In short, a potentially great fit for the Arsenal of that era but, at the same time, perhaps the sort of player who would do little to dispel complaints about the Gunners always trying to score the perfect goal.
Some of the world’s greatest are often credited for making football look really easy, but the beauty of Hleb came from how difficult he made everything seem.
Almost every single touch was deliberate in a manner unique to him, as if his very possession of the ball was a threat to him staying upright. While others went on one individual run, he went on a series of miniature ones each time he got the ball.
Each touch was like the start of a micro-dribble, as if he felt he needed to start again multiple times during each dribble. And while this might have hindered others, for him it was a chance to pinch the ball away from the nearest man at the latest possible moment.
While the approach can see you caught in possession and, yes, accused of trying to do too much, when it comes off it can make the other team look very, very stupid. And really, isn’t that the point of football.
He might not have scored all that many for Arsenal – just 10 in his three seasons there – but does that really matter when you can do this?
In theory, Hleb’s move to Barcelona in 2008 ought to have been perfect.
He was the exact sort of player 2018 Pep Guardiola would absolutely love, but things didn’t quite work out with v1 of the Catalan coach.
Nearly half of his 36 appearances came from the bench, with his involvement in the Champions League knockout rounds extending to just 20 minutes from the bench and none in the final at the Stadio Olimpico.
Suddenly, when you have Lionel Messi in the form of his life, with Andrés Iniesta and Xavi near-flawless behind him, mere brilliance ceases to be enough. Pep’s Barcelona might have been ideal for a player with Hleb’s qualities, but they already had enough of those.
Still, you could see his quality in his absence from Arsenal’s squad – in the 10 years since his departure, they have only once got within seven points of the 83 they picked up in his final season in North London.
There’s a reason why, even as they watch the likes of Mesut Özil playing the hits, Arsenal fans reminisce about the Belarusian’s spell at the club.

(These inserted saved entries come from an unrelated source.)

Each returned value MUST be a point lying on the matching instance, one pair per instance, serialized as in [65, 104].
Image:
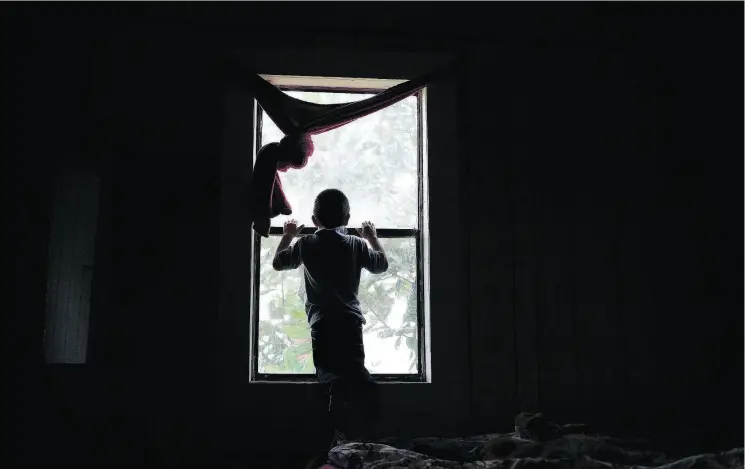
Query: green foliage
[374, 161]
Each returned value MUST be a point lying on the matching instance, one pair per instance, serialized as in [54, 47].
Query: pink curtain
[299, 120]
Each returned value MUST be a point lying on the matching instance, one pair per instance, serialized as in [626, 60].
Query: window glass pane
[373, 160]
[389, 304]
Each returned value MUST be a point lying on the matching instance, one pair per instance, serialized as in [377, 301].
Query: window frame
[417, 233]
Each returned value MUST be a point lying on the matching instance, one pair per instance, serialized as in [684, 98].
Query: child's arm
[288, 257]
[376, 261]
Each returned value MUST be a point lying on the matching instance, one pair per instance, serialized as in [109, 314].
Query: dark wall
[603, 208]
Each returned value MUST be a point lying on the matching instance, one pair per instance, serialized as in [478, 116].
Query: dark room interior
[585, 178]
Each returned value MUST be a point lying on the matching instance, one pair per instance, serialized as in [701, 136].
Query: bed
[536, 443]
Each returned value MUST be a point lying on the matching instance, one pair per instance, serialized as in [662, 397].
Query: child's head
[331, 209]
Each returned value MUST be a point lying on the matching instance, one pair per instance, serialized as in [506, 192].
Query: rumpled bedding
[536, 443]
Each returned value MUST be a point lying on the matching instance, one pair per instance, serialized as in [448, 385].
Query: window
[378, 161]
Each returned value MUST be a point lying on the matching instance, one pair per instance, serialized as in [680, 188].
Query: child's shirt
[333, 262]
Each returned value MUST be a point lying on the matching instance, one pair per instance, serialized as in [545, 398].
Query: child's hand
[291, 228]
[367, 231]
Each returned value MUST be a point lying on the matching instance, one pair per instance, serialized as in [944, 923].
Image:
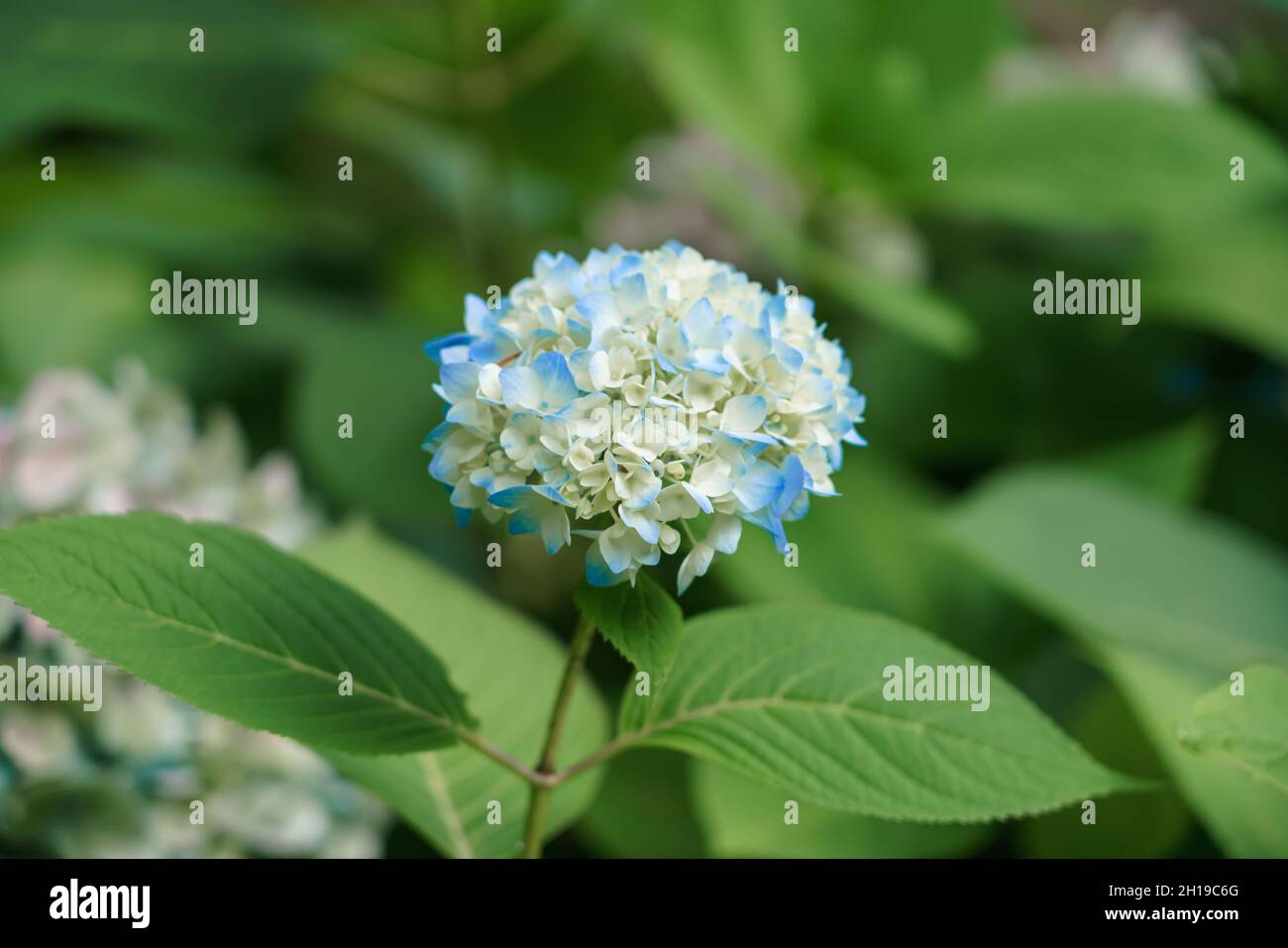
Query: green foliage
[640, 620]
[1245, 729]
[643, 809]
[1173, 603]
[509, 668]
[1128, 826]
[254, 634]
[795, 699]
[743, 818]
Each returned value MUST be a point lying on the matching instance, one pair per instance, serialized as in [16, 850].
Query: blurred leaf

While others play football with complete joy, the beauty of Hleb at his peak came from the opposite: his talent was a brilliance of fear, delicately chasing perfection to the point where any small failure could feel like devastation.
For someone whose quality always had the appearance of hard work, the stop-start nature of the following seasons ought not to have taken their toll as much as they did, but something seemed to be lost during that season at Camp Nou and he couldn’t regain it in the loan seasons and return to Belarus that followed.
Hleb later admitted leaving the club was the biggest mistake of his career. It would be tough to argue.